Während der Trump-Ära sind die USA in puncto Umweltpolitik hinter Europa zurückgefallen. Unter dem neuen Präsidenten Biden sind Umweltthemen auf der politischen Agenda jedoch ganz nach oben gerückt. Die letzten großen Infrastrukturprogramme wurden unter Trumps Vorgänger Obama verabschiedet. Anders als diese Projekte, die vor allem darauf ausgelegt waren, die Nachfrage kurzfristig ankurbeln, sehen Bidens Pläne sowohl eine Erneuerung der veralteten US-Infrastruktur als auch umfangreiche Investitionen in Umwelttechnologie und erneuerbare Energien vor. Falls es den Demokraten gelingt, die gesetzlichen Weichen für die Umsetzung dieser Pläne zu stellen, bevor sie bei den Zwischenwahlen Ende nächsten Jahres (voraussichtlich) ihre Regierungsmehrheit verlieren, könnte Bidens Infrastrukturprogramm sehr positive Auswirkungen auf die langfristige Produktivität und das Wachstum haben.
Tragweite von Umweltthemen und Neuausrichtung der Geldpolitik noch nicht vollständig erkannt
Inflation, Produktivität und Wachstum sind von 2008 bis 2020 immer wieder hinter den Erwartungen zurückgeblieben. Viele der Treiber sind weiterhin intakt und wir sind weit davon entfernt, sagen zu können, dass wir uns auf dem Weg zu einem nachhaltig höheren Wirtschaftswachstum befinden. Das Einzige, was an der Inflationsdebatte nicht vorübergehend ist, ist die Debatte selbst: Bis mindestens Ende 2021 werden wir nicht wissen, ob die Inflation bleibt.

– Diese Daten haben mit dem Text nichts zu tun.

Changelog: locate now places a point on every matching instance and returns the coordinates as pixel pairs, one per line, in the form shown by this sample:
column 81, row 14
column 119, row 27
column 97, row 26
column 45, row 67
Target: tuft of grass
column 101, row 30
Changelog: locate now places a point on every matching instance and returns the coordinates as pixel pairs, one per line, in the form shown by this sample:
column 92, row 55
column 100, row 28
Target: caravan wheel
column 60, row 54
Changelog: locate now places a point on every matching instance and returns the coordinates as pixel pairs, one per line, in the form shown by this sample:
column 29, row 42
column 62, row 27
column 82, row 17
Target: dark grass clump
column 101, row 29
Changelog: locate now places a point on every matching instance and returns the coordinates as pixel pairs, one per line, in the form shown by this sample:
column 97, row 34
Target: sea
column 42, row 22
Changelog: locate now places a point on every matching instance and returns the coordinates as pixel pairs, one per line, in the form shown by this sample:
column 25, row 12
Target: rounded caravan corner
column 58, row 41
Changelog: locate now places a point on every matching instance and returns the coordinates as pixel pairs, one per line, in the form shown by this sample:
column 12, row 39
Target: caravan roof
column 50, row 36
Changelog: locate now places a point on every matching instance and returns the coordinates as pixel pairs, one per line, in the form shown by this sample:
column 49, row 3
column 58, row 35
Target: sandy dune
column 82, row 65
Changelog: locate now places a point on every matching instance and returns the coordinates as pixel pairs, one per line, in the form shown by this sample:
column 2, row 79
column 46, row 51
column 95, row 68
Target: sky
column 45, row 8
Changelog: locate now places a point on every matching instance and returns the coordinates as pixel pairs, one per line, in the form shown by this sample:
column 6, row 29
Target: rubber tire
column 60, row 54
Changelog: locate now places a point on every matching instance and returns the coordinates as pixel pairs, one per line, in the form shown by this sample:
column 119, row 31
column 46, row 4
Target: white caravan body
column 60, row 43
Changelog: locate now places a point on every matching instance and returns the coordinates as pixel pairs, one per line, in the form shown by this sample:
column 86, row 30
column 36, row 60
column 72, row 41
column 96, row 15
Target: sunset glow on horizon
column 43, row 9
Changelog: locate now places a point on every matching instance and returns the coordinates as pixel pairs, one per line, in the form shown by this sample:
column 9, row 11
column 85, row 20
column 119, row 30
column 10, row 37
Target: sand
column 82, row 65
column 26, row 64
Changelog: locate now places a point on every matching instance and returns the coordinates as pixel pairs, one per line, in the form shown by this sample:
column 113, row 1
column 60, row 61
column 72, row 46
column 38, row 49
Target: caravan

Die Quintessenz für unsere Portfolios ist, dass die Märkte die Tragweite der Fiskalpolitik mit ihrer Fokussierung auf Umweltthemen und die Neuausrichtung der Geldpolitik unserer Ansicht nach nicht vollständig erkannt haben. Bislang spiegeln das Verhalten der Märkte und die Aussagen von Investoren die Erwartung einer Rückkehr zu den Vorkrisenverhältnissen wider. Doch wenn die Welt zur Normalität zurückkehrt, wird das geld- und fiskalpolitische Umfeld ein ganz anderes sein. Um in diesem Umfeld erfolgreich zu investieren, benötigt man maximale Flexibilität. Multi-Asset-Portfolios können ihr Engagement in Aktien, Anleihen, Währungen und Rohstoffen über verschiedene Regionen hinweg dynamisch steuern.